You can also load the dataset directly.
dataset = po.load_dataset("polaris/hello-world")
train, test = benchmark.get_train_test_split()
The created objects support various flavours to access the data.
- The objects are iterable;
- The objects can be indexed;
- The objects have properties to access all data at once.
for x, y in train:
pass
for i in range(len(train)):
x, y = train[i]
x = train.inputs
y = train.targets
To avoid accidental access to the test targets, the test object does not expose the labels and will throw an error if you try access them explicitly.
for x in test:
pass
for i in range(len(test)):
x = test[i]
x = test.inputs
# NOTE: The below will throw an error!
# y = test.targets
We also support conversion to other typical formats.
df_train = train.as_dataframe()
Submit your results¶
In this example, we will train a simple Random Forest model on the ECFP representation through scikit-learn and datamol.
import datamol as dm
from sklearn.ensemble import RandomForestRegressor
# We will recreate the split to pass a featurization function.
train, test = benchmark.get_train_test_split(featurization_fn=dm.to_fp)
# Define a model and train
model = RandomForestRegressor(max_depth=2, random_state=0)
model.fit(train.X, train.y)
predictions = model.predict(test.X)
As said before, evaluating the submissions should be done through the evaluate()
endpoint.
results = benchmark.evaluate(predictions)
results
Before uploading the results to the Hub, you can provide some additional information about the results that will be displayed on the Polaris Hub.

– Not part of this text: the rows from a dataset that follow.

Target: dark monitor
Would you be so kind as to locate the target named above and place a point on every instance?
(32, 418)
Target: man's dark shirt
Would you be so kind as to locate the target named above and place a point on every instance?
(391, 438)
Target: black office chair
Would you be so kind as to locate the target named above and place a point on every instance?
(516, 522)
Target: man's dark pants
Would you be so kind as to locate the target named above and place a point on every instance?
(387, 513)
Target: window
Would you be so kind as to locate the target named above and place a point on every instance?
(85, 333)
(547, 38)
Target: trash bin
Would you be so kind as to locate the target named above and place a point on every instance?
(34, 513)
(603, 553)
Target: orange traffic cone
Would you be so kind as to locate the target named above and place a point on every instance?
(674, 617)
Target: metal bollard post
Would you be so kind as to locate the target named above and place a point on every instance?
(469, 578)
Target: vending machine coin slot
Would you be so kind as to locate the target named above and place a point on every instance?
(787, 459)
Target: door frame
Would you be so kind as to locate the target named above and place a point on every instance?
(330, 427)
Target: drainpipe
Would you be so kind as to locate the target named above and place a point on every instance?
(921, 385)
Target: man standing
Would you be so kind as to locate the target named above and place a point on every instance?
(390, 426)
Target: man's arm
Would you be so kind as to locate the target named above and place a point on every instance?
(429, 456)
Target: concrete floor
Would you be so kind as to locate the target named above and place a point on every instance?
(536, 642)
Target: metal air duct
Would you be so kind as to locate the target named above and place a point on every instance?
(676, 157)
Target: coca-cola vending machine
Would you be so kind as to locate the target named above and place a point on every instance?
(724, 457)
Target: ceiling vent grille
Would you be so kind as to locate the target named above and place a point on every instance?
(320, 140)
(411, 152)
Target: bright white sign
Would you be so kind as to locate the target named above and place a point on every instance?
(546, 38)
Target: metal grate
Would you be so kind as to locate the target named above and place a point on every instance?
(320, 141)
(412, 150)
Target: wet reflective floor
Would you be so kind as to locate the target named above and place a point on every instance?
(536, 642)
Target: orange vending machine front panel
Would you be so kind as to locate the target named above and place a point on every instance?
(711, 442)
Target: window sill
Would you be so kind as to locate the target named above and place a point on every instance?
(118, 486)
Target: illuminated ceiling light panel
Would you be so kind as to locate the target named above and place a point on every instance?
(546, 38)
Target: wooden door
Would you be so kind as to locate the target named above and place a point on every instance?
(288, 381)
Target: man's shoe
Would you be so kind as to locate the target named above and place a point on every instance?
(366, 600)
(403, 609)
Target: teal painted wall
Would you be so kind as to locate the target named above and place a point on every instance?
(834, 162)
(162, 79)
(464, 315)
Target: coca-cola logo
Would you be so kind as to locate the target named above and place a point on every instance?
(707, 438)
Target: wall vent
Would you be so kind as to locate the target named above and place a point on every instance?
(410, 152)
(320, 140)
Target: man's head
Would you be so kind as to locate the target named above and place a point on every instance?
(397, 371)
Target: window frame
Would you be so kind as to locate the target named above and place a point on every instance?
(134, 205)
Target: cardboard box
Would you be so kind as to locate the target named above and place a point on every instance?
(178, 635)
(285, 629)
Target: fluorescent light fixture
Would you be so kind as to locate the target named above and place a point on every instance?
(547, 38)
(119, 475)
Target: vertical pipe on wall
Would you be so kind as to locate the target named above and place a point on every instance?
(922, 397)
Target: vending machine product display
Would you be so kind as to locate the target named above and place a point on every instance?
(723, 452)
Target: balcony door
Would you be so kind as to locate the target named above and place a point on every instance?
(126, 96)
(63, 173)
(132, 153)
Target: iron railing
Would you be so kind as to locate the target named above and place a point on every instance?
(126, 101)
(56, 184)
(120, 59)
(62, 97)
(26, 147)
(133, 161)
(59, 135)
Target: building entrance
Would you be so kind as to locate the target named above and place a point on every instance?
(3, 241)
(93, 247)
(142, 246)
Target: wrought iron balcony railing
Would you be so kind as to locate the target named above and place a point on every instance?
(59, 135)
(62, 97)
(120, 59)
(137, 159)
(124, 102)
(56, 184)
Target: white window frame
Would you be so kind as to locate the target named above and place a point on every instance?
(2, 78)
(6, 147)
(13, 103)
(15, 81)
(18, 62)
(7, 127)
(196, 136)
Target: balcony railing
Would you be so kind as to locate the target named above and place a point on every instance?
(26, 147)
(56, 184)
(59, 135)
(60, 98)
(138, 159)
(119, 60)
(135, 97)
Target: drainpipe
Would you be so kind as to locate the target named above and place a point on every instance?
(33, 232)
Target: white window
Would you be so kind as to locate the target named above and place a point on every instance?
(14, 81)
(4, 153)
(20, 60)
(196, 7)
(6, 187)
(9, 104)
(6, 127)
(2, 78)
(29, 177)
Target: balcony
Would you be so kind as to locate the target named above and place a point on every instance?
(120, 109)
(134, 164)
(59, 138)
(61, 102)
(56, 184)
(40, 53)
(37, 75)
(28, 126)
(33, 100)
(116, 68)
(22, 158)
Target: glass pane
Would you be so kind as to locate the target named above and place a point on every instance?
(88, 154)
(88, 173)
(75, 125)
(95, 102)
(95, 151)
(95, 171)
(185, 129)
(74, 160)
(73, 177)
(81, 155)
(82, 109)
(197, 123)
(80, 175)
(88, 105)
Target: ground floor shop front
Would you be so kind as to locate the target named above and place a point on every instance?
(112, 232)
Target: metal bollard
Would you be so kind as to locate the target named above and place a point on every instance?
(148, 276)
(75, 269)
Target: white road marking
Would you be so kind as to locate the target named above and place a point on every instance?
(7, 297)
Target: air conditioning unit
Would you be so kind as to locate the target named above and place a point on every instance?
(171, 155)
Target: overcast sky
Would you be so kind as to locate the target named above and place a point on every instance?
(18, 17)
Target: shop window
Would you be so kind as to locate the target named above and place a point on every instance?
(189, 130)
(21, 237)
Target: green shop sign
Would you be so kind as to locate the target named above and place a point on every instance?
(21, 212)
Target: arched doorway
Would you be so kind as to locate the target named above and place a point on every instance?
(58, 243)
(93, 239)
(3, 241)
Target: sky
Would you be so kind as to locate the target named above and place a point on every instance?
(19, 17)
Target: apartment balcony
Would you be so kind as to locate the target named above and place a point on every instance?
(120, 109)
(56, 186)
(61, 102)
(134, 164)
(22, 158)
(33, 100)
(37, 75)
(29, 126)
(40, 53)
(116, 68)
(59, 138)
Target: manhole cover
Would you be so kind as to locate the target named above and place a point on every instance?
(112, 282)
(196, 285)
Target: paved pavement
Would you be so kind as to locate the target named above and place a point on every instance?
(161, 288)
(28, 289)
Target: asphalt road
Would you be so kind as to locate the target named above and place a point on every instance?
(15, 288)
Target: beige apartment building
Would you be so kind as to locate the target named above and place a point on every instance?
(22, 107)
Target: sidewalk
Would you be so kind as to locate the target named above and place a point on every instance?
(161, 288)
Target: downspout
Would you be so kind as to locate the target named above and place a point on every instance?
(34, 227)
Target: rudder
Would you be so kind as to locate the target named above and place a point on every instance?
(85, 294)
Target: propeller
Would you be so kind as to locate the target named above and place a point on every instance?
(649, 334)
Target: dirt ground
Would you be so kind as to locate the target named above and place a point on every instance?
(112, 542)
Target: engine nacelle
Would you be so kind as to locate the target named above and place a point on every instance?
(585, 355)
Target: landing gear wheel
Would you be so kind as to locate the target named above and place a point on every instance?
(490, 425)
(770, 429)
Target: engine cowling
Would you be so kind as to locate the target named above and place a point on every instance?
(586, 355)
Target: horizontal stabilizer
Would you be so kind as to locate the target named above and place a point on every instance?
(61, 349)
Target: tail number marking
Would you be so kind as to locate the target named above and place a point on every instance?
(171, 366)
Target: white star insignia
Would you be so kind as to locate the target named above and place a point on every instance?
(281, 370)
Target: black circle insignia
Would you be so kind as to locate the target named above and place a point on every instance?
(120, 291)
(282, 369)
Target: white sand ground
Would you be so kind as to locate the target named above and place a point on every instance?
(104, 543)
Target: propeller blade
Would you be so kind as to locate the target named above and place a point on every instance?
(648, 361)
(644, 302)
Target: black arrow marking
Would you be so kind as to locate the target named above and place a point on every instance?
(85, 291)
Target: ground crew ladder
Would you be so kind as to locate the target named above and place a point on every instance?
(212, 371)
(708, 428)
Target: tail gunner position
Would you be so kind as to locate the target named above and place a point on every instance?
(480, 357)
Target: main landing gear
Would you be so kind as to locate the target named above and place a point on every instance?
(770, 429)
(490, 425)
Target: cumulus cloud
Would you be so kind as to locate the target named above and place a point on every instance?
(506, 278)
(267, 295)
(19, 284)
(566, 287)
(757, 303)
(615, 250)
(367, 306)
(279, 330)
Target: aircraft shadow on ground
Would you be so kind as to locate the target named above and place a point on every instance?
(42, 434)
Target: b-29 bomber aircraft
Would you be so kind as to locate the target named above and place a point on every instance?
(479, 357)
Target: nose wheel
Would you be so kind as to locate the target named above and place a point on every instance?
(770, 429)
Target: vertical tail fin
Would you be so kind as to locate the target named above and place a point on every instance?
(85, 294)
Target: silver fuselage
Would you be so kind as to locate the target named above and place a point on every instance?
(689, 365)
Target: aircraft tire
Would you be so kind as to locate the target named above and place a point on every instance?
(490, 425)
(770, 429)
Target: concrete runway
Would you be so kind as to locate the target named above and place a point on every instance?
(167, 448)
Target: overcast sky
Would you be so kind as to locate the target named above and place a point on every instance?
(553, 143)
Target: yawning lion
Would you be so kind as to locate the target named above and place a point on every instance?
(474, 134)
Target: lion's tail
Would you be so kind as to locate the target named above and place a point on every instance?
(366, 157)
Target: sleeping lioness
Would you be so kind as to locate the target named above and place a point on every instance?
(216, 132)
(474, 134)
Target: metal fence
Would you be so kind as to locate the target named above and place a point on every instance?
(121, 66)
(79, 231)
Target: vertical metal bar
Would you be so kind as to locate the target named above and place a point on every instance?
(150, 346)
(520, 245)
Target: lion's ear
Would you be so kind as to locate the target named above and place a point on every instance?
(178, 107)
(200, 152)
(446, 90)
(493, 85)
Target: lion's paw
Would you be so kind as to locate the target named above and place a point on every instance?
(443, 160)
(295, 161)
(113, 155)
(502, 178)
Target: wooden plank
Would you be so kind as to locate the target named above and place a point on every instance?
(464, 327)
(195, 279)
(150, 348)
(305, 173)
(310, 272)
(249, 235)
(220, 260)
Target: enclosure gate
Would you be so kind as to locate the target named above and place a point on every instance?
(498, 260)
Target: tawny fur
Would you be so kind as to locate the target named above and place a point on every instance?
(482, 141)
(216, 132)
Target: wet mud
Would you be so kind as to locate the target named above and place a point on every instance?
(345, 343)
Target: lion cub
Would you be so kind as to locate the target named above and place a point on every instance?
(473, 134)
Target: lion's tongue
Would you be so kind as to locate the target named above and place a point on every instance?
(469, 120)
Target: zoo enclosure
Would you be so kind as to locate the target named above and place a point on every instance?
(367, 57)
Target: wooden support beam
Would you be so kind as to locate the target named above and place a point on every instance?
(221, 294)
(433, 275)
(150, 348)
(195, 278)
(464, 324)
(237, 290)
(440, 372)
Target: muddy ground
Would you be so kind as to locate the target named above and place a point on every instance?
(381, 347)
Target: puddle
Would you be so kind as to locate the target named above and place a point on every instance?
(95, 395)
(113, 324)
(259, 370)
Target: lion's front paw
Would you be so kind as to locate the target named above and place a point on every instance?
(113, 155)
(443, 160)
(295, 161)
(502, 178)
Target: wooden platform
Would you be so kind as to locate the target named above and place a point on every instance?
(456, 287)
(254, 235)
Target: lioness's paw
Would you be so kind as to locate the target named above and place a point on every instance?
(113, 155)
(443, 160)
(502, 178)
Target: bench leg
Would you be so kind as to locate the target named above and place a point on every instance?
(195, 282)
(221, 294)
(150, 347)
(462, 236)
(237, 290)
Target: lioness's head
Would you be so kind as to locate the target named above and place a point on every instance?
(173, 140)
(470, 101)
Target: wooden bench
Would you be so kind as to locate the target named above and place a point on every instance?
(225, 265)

# For a complete list of metadata, check out the BenchmarkResults object
results.name = "hello-world-result"
results.github_url = "https://github.com/polaris-hub/polaris-hub"
results.paper_url = "https://polarishub.io/"
results.description = "Hello, World!"
results.tags = ["random_forest", "ecfp"]
results.user_attributes = {"Framework": "Scikit-learn"}
Finally, let's upload the results to the Hub!
results.upload_to_hub(owner="my-username", access="public")
That's it! Just like that you have submitted a result to a Polaris benchmark
The End.